Mean parametrised Conway-Maxwell-Poisson; Observation driven approach for dispersed count data modeling
The Conway-Maxwell-Poisson (CMP) distribution is a two-parameter generalisation of the Poisson distribution that has gained recent attention due to its flexibility in modelling both overdispersed and underdispersed count data. It is an exponential family of distributions and can be considered as a continuous bridge between Poisson and other classical distributions such as geometric and Bernoulli distributions.
One of the main limitations for a broader use of CMP in practical count data analysis is that it does not provide a clear centering parameter, and that makes it difficult for CMP to model the mean of the response directly. Also, the centering parameter in CMP does not correspond directly to the expectation, and therefore, cannot be solved in a closed form. This limitation makes CMP regression difficult to compare to competing models, such as the log-linear Poisson, negative binomial or generalised Poisson models and places it on a lower level of interpretability for dispersed count data analysis.
The focus of this thesis is on introducing and investigating a new formulation of the CMP distribution parametrised via the mean (CMPμ). The aim of this new formulation is to overcome the limitations and shortcomings of the existing CMP method described above. The primary advantage of parametrising the CMP via the mean is the simple interpretation of the estimated coefficients of the regression model, as is usually the case in generalised linear models. This parametrisation also makes it easy to compare the fitting results from the CMPμ with the results obtained from other standard methods. The two primary objectives of this study are:
* To examine the applicability of CMPμ and its regression model in fitting dispersed data.
* Compare the performance of CMPμ with other methods in terms of goodness of fit, theoretical soundness, in particular the orthogonality of the mean and dispersion, and flexibility to capture dispersion.
To achieve these objectives, the mathematical structure and formulae associated with these distributions, in particular CMPμ, were derived and mathematically proven.
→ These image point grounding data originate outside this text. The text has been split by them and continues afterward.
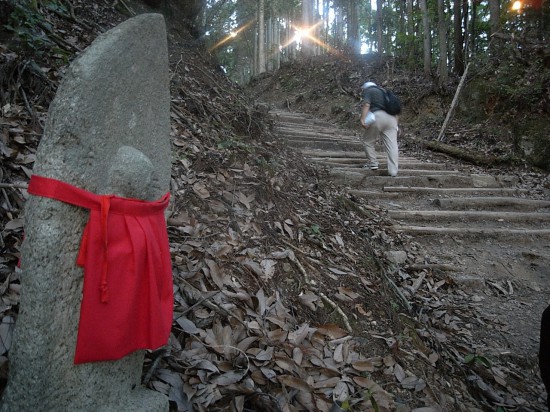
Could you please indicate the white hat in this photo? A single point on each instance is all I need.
(367, 85)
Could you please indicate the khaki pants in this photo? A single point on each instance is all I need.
(385, 126)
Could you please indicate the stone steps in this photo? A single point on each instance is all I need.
(466, 228)
(426, 198)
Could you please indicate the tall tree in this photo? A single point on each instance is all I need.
(307, 21)
(458, 49)
(443, 70)
(354, 43)
(494, 16)
(379, 28)
(261, 36)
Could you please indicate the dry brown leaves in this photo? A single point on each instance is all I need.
(284, 300)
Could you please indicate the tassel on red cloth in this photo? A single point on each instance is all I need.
(127, 300)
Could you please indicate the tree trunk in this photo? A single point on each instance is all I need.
(442, 30)
(380, 46)
(494, 16)
(458, 57)
(261, 36)
(307, 19)
(426, 33)
(354, 43)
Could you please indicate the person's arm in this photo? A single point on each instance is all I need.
(364, 112)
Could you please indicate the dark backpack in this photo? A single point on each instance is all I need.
(392, 103)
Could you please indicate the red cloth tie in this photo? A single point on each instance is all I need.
(127, 301)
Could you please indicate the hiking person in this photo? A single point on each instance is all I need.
(377, 122)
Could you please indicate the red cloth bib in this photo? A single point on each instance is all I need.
(127, 300)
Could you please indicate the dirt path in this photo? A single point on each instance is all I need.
(489, 233)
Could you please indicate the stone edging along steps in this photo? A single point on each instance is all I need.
(484, 228)
(444, 200)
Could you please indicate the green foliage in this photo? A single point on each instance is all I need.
(33, 31)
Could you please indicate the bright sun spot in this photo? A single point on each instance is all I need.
(517, 5)
(298, 35)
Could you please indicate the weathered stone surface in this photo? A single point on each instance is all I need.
(107, 132)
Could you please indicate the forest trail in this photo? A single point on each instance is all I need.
(488, 233)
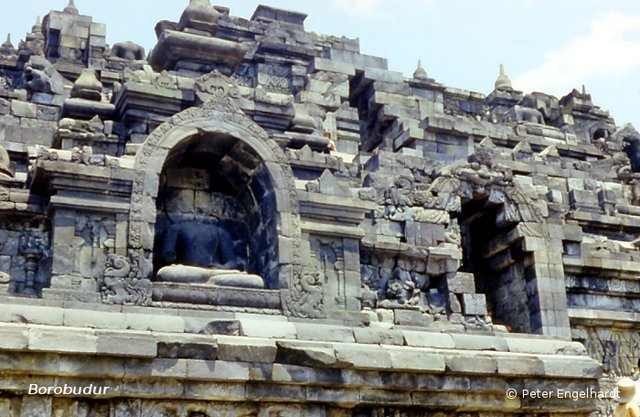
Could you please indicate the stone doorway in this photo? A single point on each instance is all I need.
(502, 269)
(215, 181)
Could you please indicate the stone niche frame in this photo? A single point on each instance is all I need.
(541, 240)
(217, 114)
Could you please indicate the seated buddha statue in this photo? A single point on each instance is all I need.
(202, 252)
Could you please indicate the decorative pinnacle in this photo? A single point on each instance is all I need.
(420, 73)
(503, 82)
(71, 8)
(7, 43)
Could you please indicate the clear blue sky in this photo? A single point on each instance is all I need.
(546, 45)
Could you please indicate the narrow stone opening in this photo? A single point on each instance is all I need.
(503, 271)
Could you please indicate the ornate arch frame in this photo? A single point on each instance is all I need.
(220, 115)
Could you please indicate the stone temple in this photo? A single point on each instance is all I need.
(254, 220)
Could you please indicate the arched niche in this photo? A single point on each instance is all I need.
(241, 168)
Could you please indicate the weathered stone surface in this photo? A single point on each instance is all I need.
(246, 349)
(257, 220)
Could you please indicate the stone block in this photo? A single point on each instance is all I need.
(165, 324)
(518, 365)
(323, 64)
(571, 367)
(94, 319)
(10, 313)
(324, 332)
(473, 364)
(351, 355)
(428, 339)
(125, 343)
(13, 337)
(415, 360)
(479, 342)
(245, 349)
(270, 329)
(36, 406)
(24, 109)
(218, 370)
(158, 368)
(378, 336)
(460, 283)
(474, 304)
(409, 317)
(62, 340)
(305, 353)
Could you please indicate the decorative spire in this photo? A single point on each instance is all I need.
(420, 73)
(87, 86)
(37, 27)
(503, 82)
(71, 8)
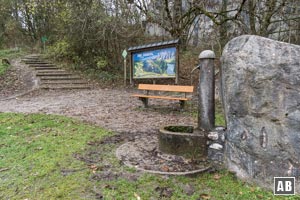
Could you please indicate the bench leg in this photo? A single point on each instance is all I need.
(182, 104)
(145, 101)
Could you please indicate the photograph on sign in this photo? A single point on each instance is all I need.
(159, 63)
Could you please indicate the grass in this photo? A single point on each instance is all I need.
(36, 149)
(39, 160)
(8, 54)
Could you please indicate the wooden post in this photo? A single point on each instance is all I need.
(125, 75)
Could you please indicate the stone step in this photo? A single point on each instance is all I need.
(69, 86)
(60, 78)
(45, 68)
(30, 59)
(54, 74)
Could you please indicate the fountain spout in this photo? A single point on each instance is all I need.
(206, 91)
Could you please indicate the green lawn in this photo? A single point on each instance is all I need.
(53, 157)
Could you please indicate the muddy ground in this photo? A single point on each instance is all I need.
(113, 109)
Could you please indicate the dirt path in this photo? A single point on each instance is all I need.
(113, 109)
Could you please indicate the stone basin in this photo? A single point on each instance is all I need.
(184, 141)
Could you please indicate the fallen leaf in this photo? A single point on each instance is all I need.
(137, 196)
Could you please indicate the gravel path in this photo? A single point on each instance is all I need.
(113, 109)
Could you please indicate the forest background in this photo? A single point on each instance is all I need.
(91, 34)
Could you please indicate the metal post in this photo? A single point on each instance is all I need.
(206, 104)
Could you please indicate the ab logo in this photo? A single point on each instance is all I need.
(284, 185)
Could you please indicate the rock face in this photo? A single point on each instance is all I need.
(261, 96)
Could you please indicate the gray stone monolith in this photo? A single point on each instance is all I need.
(261, 97)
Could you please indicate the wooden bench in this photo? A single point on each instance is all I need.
(184, 90)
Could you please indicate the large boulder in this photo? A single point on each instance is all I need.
(261, 97)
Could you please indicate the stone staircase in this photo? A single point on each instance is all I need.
(51, 76)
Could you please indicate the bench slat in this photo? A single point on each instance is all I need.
(168, 88)
(161, 97)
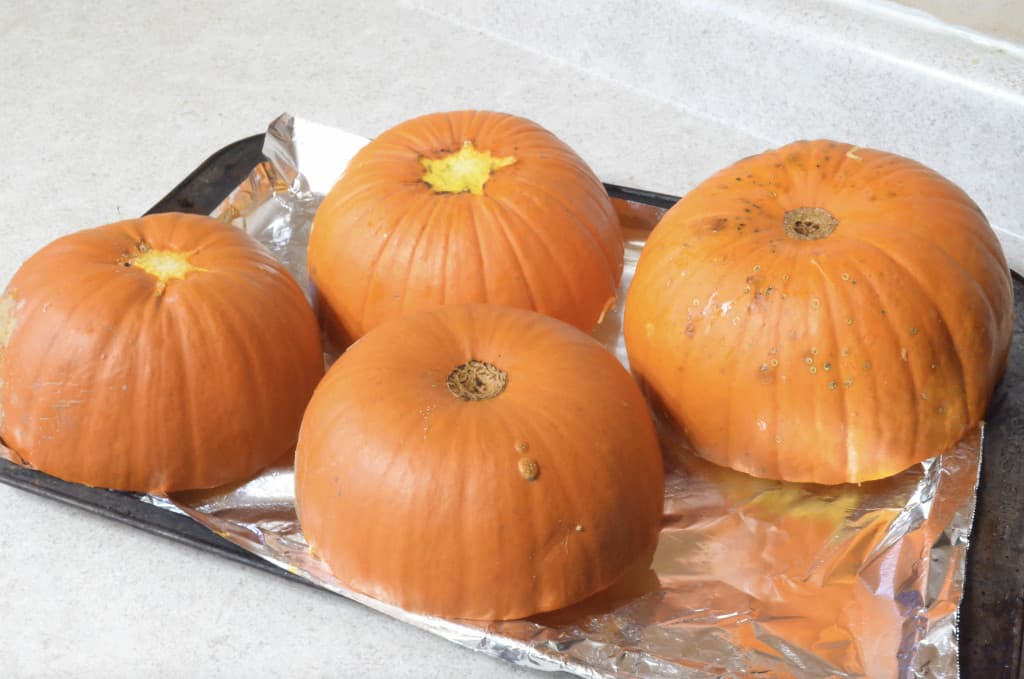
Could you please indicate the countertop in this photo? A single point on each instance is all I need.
(104, 109)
Moreover, the usage and the behaviour of the normalizing constant Z of CMPμ in cases of overdispersion and underdispersion was investigated. For overdispersion, our results indicate that we cannot accurately compute CMP probabilities for λ > 1 and ν between 0 to 1, as Z does not always converge to a reasonable value for small values of ν, where it is close to zero, and at large values of λ > 1.
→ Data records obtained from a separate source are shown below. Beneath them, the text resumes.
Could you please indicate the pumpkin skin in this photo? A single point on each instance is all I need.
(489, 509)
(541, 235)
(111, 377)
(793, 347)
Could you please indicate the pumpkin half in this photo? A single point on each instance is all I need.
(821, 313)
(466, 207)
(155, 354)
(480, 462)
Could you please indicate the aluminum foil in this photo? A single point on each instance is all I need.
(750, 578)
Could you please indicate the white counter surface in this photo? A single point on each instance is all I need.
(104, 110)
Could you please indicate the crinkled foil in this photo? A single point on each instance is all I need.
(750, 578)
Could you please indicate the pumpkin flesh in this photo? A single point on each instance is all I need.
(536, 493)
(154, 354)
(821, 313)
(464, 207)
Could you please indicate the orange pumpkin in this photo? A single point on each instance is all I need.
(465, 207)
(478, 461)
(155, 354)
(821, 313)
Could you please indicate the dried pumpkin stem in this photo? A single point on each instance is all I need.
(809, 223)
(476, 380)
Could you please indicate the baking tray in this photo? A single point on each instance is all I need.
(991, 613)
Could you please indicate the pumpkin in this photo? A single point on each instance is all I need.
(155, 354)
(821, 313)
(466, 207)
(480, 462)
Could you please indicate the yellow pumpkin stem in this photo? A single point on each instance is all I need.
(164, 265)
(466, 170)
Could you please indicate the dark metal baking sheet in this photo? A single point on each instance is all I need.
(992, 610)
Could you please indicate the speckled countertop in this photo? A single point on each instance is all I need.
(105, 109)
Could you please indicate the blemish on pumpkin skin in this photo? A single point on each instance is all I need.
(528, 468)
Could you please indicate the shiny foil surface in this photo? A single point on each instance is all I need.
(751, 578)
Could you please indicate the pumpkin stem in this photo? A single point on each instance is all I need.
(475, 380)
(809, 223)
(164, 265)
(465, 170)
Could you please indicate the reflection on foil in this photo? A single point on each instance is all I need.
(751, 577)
This behaviour of the normalising constant in the analysis of the count datasets that exhibit overdispersion can be considered as a limitation of the normalizing constant numerical approximation.
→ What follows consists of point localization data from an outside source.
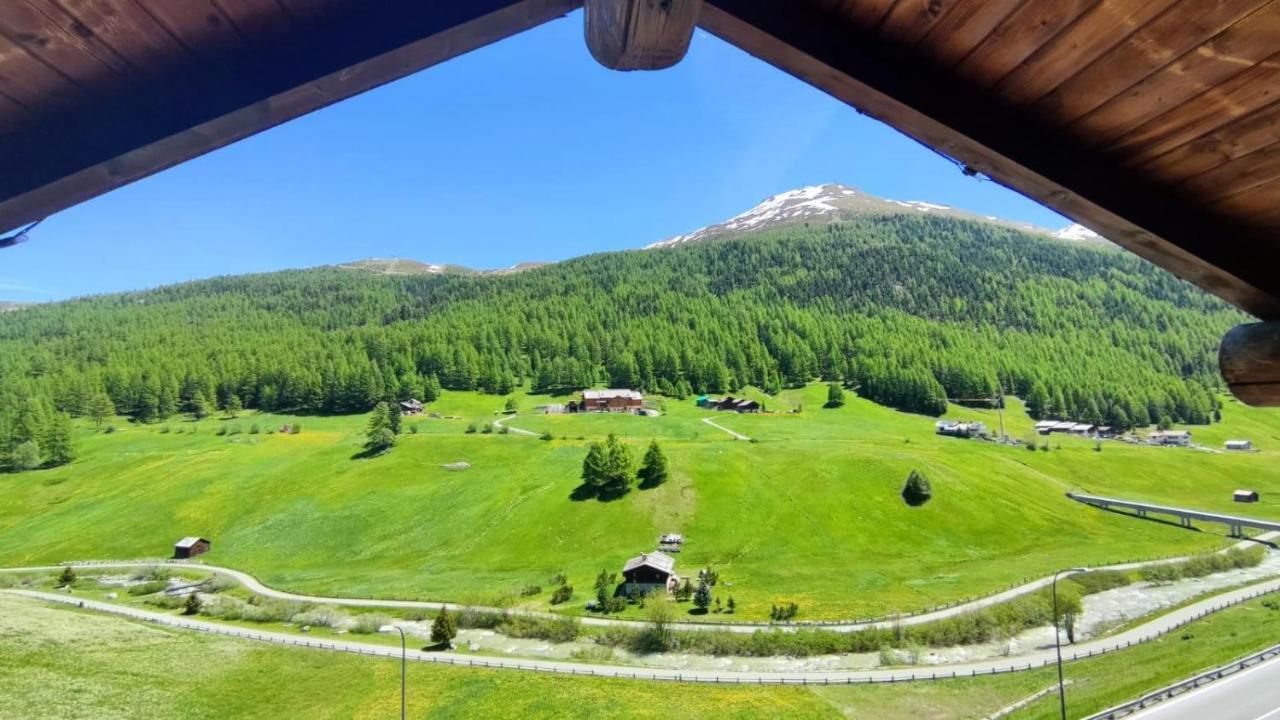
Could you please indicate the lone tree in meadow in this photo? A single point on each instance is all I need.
(100, 408)
(917, 491)
(703, 595)
(607, 468)
(393, 415)
(379, 436)
(835, 395)
(653, 466)
(444, 628)
(233, 405)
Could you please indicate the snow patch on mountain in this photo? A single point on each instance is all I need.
(1078, 232)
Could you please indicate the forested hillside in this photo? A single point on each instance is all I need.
(910, 310)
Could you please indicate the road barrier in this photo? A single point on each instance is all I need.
(1185, 686)
(621, 673)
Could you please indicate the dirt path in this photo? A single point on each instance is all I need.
(720, 427)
In the case of underdispersion, our results indicate that Z converges reasonably for all λ and ν > 1.
A simulation study to examine the computational effort in finding the normalizing constant Z at different sample sizes of 100, 500 and 1000 with random values for λ and ν was undertaken. The results indicate that the summation of the Z values, for an overdispersed dataset where ν < 1, computed for sample size of 100 random values and summed for 10, 100 and 1000 increments were found to have the same value after 100 increments. The same results were obtained for larger sample sizes of 500 and 1000. and also for the case of an underdispersed dataset. Our study also found that truncating the upper limit of the summation to 100 increments rather than 1000 increments or infinity, as stipulated in the original Z formula, is practically sufficient to provide the same accuracy.
The performance and flexibility of the CMPμ to fit datasets were examined by implementing the mpcmp package written in R, which is considered the first of its kind. This package includes two R algorithms CMPμ(R-nloptr) and CMPμ(R-FS). The evaluation of mpcmp was undertaken on real and simulated dispersed count datasets that exhibit under-and overdispersion, and its performance was assessed by comparing the fitness results with those obtained from other methods.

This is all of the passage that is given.